EDW & Data Lake Implementation
· Develop dimensional data models (Star Schema, Snowflake Schema) for analytics and reporting.
· Build and maintain tables in Iceberg, Delta Lake, or equivalent OTF formats.
· Optimize partitioning, indexing, and metadata for fast query performance.
Healthcare Data Integration
· Build ingestion and transformation pipelines for EDI X12 transactions (837, 835, 278, etc.).
· Implement mapping and transformation of EDI data with FHIR and HL7 frameworks.
· Work hands-on with AWS Health Lake (or equivalent) to store and query healthcare data.
Data Quality, Security & Compliance
· Develop automated validation scripts to enforce data quality and integrity.
· Implement IAM roles, encryption, and auditing to meet HIPAA and CMS compliance standards.
· Maintain lineage and governance documentation for all pipelines.
Collaboration & Delivery
· Work closely with the Lead Data Engineer, analysts, and data scientists to deliver pipelines that support enterprise-wide analytics.
· Actively contribute to CI/CD pipelines, Infrastructure-as-Code (IaC), and automation.
· Continuously improve pipelines and adopt new technologies where appropriate.
Required Skills & Qualifications
The candidate should have experience as a data engineer or in a similar role, with a strong understanding of data architecture and ETL processes. The candidate should be proficient in programming languages for data processing and knowledgeable about distributed computing and parallel processing.
· 3+ years of hands-on experience in building, deploying, and maintaining data pipelines on AWS or equivalent cloud platforms.
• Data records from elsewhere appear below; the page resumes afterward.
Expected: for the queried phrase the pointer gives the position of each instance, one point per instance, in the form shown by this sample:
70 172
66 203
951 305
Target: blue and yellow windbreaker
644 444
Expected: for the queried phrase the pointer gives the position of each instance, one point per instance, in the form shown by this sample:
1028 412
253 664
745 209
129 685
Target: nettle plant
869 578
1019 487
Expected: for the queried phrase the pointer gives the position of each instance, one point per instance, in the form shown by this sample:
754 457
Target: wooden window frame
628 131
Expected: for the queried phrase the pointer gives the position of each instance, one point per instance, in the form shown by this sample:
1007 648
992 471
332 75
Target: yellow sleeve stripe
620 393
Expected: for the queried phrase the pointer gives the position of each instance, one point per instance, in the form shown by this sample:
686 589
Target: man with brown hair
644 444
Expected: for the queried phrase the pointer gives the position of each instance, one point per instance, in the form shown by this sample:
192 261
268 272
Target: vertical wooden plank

· Strong coding skills in Python and SQL (Scala or Java a plus).
· Proven experience with Apache Spark (PySpark) for large-scale processing.
· Hands-on experience with AWS Glue, S3, Redshift, Athena, EMR, Lake Formation.
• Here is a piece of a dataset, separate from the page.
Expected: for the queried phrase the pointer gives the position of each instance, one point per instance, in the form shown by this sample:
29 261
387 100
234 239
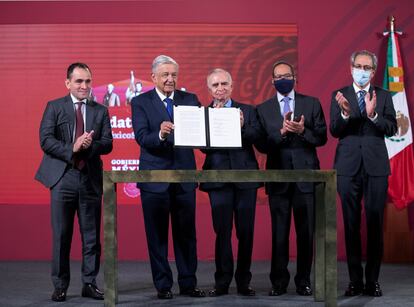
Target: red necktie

· Strong debugging and performance optimization skills in distributed systems.
· Hands-on experience with Iceberg, Delta Lake, or other OTF table formats.
· Experience with Airflow or other pipeline orchestration frameworks.
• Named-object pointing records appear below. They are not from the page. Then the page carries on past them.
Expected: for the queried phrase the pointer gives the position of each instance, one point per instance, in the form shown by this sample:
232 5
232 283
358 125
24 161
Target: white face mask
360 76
· Practical experience in CI/CD and Infrastructure-as-Code (Terraform, CloudFormation).
· Practical experience with EDI X12, HL7, or FHIR data formats.
· Strong understanding of Medallion Architecture for data lake houses.
· Hands-on experience building dimensional models and data warehouses.
· Working knowledge of HIPAA and CMS interoperability requirements.
Education:
This position requires a bachelor’s or master’s degree from an accredited college or university with a major in computer science, statistics, mathematics, economics, or a related field. Three (3) years of equivalent experience in a related field may be substituted for the Bachelor’s degree.